Our mantra in this community, for example, is all about daring to advance the kin-dom of God here on earth. It is not enough to wait in joyful hope for the coming of the Savior Jesus Christ. After all, we do not literally expect Christ to return on a cloud announcing the end of the world. What we are anticipating is a time and a place when and where justice will prevail and all of God’s people will find peace and harmony. It may be a long wait.

These scriptures today remind us that, in the meantime, God will not leave us alone on this journey. As we trek together sometimes we are faithful in doing God’s work. Sometimes, like the Thessalonians in the second reading, we are uncooperative or slow to respond. [3] In a mysterious way the holy Spirit, nevertheless, is helping us stand up straight and tall in the face of all adversity.

The end of another liturgical year will soon give way to a new Advent – the birth of a savior and the promise of the coming of God’s kin-dom. That’s the way it is in life. The dawn of something new comes after something old dies. Day follows night. Our task is to name, like Malachi did, what must end — those things that need to be changed in our lives and on earth. It’s a never ending task and there is no escaping it.

We can keep our focus on things as they really are. No amount of material goods, powerful weapons or government policies will cause lasting joy and security. We are pilgrims, all of us, pitching our tents in a time and a place, doing all we can do; joining with others who believe in God’s companionship, willing to work hard to bring about a little bit of comfort on earth. Do not be afraid.

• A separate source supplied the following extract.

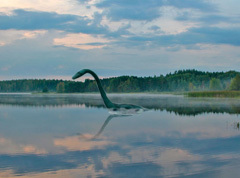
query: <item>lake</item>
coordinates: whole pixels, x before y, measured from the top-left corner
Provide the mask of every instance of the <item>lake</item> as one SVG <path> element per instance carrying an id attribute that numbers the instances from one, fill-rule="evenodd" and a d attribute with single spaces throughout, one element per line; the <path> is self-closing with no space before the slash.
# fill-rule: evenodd
<path id="1" fill-rule="evenodd" d="M 239 177 L 240 99 L 0 94 L 0 177 Z"/>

1 Pilch, John. The Cultural World of Jesus, Sunday by Sunday, Cycle C (Collegeville: Liturgical Press) 1997, 164-166

2 Fuller, Reginald. Preaching the Lectionary:The Word of God for the Church Today (Collegeville: The Liturgical Press,1984) Revised Edition pp. 511-12 and 525-527

3 Some Thessalonians, influenced in part by  Gnostic teachings, believed Jesus Christ had already returned and so there was nothing more for them to do. Their knowledge would save them.